For all-day energy and a potent workout boost, Monica Auslander, MS, RD, LD/N, founder of Essence Nutrition recommends a homemade matcha latte. “Matcha has a significant amount of caffeine and is a great alternative for folks who hate coffee or put horrible things in there (creamers!). Take one teaspoon of chef grade matcha powder and stir it into foamed/warmed unsweetened cashew milk. Tons of EGCG, an antioxidant implicated in weight loss and cancer control,” she says. Swap this milky latte for your sketchy sports drink next time you hit the weight rack.

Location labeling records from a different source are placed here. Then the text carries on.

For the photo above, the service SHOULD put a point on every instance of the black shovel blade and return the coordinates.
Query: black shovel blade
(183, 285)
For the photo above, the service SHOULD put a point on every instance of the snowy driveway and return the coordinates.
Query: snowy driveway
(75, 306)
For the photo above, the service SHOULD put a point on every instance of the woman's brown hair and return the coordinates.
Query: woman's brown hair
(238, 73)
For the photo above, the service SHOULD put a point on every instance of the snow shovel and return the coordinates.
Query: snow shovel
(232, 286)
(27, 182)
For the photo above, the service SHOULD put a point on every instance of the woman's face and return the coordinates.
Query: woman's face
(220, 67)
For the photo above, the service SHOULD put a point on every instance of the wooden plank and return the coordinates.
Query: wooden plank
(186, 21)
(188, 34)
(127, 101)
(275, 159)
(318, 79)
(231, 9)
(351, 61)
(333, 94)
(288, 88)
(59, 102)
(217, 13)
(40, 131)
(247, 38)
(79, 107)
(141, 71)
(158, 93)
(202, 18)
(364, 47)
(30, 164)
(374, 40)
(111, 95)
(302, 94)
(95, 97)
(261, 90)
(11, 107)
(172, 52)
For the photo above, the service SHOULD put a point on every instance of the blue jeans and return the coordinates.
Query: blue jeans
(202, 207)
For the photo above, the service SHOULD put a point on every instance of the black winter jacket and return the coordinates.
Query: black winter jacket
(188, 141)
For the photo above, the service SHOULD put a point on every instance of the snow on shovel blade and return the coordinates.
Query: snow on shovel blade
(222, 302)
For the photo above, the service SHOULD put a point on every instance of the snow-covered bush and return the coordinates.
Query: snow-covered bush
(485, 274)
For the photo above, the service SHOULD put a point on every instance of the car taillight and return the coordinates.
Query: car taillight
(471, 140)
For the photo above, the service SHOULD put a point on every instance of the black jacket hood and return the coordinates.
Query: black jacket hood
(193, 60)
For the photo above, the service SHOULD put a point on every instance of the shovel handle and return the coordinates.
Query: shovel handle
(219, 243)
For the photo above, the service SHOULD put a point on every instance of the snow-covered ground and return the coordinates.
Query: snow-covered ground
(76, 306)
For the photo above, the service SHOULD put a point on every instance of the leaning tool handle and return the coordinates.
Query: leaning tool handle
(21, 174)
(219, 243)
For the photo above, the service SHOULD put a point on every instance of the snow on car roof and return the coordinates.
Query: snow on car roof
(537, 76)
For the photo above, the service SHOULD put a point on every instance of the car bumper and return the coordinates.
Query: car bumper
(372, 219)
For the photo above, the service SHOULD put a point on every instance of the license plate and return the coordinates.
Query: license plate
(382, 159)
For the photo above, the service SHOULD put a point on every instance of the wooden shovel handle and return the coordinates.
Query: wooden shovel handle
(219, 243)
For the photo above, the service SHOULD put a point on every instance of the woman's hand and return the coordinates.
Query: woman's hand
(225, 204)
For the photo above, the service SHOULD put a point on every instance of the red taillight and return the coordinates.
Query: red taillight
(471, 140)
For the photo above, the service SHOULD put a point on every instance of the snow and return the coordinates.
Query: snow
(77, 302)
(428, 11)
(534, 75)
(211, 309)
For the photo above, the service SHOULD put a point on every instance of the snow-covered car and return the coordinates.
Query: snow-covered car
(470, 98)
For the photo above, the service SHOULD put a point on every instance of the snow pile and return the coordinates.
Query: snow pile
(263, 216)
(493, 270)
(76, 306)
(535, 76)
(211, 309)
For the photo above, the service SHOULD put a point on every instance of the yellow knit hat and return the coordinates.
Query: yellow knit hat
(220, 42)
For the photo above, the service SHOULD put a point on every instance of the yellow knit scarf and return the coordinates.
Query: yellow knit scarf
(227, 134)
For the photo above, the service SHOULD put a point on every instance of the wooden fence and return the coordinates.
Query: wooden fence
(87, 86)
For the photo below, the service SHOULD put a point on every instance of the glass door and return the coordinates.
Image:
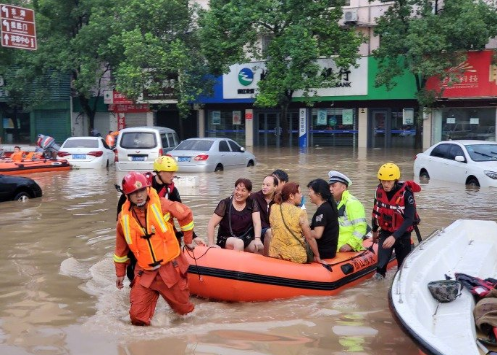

“One of my favorite energy-boosting foods is salmon,” Rima Kleiner, MS, RD tells us. “Chock-full of nutrients, salmon is a food that contributes to many positive health benefits, including energy levels, thanks to B vitamins, particularly B12 which may help boost energy and fight fatigue naturally. Additionally, salmon is one of the few natural sources of vitamin D, which may also help combat fatigue, causing you to feel more energized.” Talk about a tasty workout boost!
Complex carbohydrates, like those found in sprouted, whole-grain bread will help you power through your workout thanks to the energizing B vitamins, fiber, and protein. Since it takes our bodies longer to break down complex carbs, opt for popping a slice into the toaster for long-lasting energy.
Think of skyr—Icelandic yogurt—as Greek’s creamy, high-protein rival. One standard 5.3-ounce serving of plain skyr can pack up to 18 grams of protein, the macro that’s essential for repairing and building muscles after exercise. Mix in some fiber-rich fruit for some fiber and carbs, which will replenish lost glycogen stores.
If you’re an avid smoothie shop frequenter, you’ve likely noticed maca as one of the pricey add-ins. “Maca is a native Peruvian plant that grows in the Andes resembling a small rough stone the size of a walnut. Maca has a positive effect on energy and mood as studies have shown that it can support continued exercise because it increases glucose in the bloodstream,” Manuel Villacorta, MS, RD author and founder of Whole Body Reboot tells us.
“While rich in amino acids, phytonutrients and a variety of vitamins and minerals, maca functions as an adaptogen thus aiding in adrenal function to increase energy, reduce stress, and create an overall revitalizing effect. I usually take maca in my pre-exercise shake.”
Another stellar smoothie add-in, spirulina will help increase your endurance during that spin sesh. A study in the Medicine and Science in Sports and Exercise journal found that the blue-green algae helped induce a significant increase in exercise performance and fat oxidation. Longer workout and more fat burned? Count us in.
Edamame, the steamed and lightly salted soybeans served pre-sushi dinner, are a triple threat against fatigue. The powering combo of protein, carbs, and fat will help keep blood sugar stable and give you an energy boost.